First, an apology. I missed last week’s recap. I’m sorry. I don’t really have an excuse. I’m tempted to say that I was overly endowed with work, or at a yoga retreat, but one of the big reasons I became a writer was so that I could make my own schedule. So anyone who knows me wouldn’t believe it. Also, I’m pretty fat.
So, like no one in Game of Thrones ever would, please let bygones be bygones and let’s move on with the recap. Speaking of which, as far as I can tell, this recap business is a phenomenon that takes place entirely online. Vanity Fair, Rolling Stone and Bullett aren’t giving away valuable in-book space to recaps. So why aren’t they called “e-caps”? Just wondering.
This week, discord was everywhere. We begin in Riverrun, where Catelyn Stark and Rob have traveled, with a decent swath of his army, to “bury” her father. Except they don’t really bury him. They send him out on a pyre-boat which an archer lights from the shore by firing an arrow. The archer is a young lord, Edmure Tully of Riverrun, who keeps missing. Eventually, Catelyn’s uncle grabs the bow, hits the mark, and makes a really big deal out of it. Age and experience trump youth. Are you listening Robb Stark? Are you listening King Joffrey? Metaphor!
Inside Lord Tully’s castle, the young lord—Brutus from Rome—is berated by Robb for chasing The Mountain—older brother to The Hound and Tywin Lannister’s night—away from where Robb could defeat them. Meta-discord: there’s some discord between Game of Thrones and Rome—the period drama which gave GoT the actors who play Edmure Tully and Mance Rayder. James Purefoy, who played Marc Anthony” on Rome told Empire Magazine that he wouldn’t do Game of Thrones even if they asked him because GoT stole their show.
It turns out Catelyn’s uncle hadn’t spoken to her father for years before he died. Family discord! She tells him of all the days she spent looking out her castle window, waiting for his return from war. Abandoned children—of all castes—are part of what gives GoT its fierce themes of independence and ambition. From Tyrion to John Snowe to Arya, young people, having to fight for themselves, being abandoned of some sort of parentage and having to make their own way, is what makes us believe in these characters: the discord in their hearts.
Speaking of Arya, she’s been identified to The Brotherhood Without Banners—a gang of freedom fighting environmentalists who spend a lot of time in the woods—as a Stark by The Hound, who they’ve also managed to capture. Arya’s traveling trio is broken up when Hot Pie, her fat friend, decides to stay behind and become a baker’s apprentice. Sad.
Way North of these woods, Mance Rayder et al come upon a decorative display of death featuring hundreds of decapitated horses, in a spiral. “Always the artists” moans Mance. Their riders, 300 crows, are whites now. Mance orders a contingent to take Castle Black, including John Snow, who he threatens to kill. Again.
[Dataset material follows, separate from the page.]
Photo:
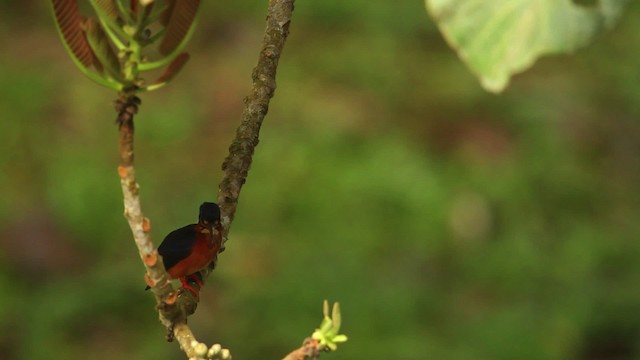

As we saw him last week, Theon Greyjoy is trussed up, Jesus-style, and is being tortured by unknown assailants. He’s freed by a page, who claims he was sent by Theon’s sister. As he’s chased by his captors, I kept asking myself, why do we still like Theon? He did so many bad, bad things: betrayal, infanticide, sister-fingering. Yet we still hope he gets away—which he does, after almost being buggered, or as they say in Westeros “I’m going to fuck you into the dirt”—when the page puts arrows through his captors.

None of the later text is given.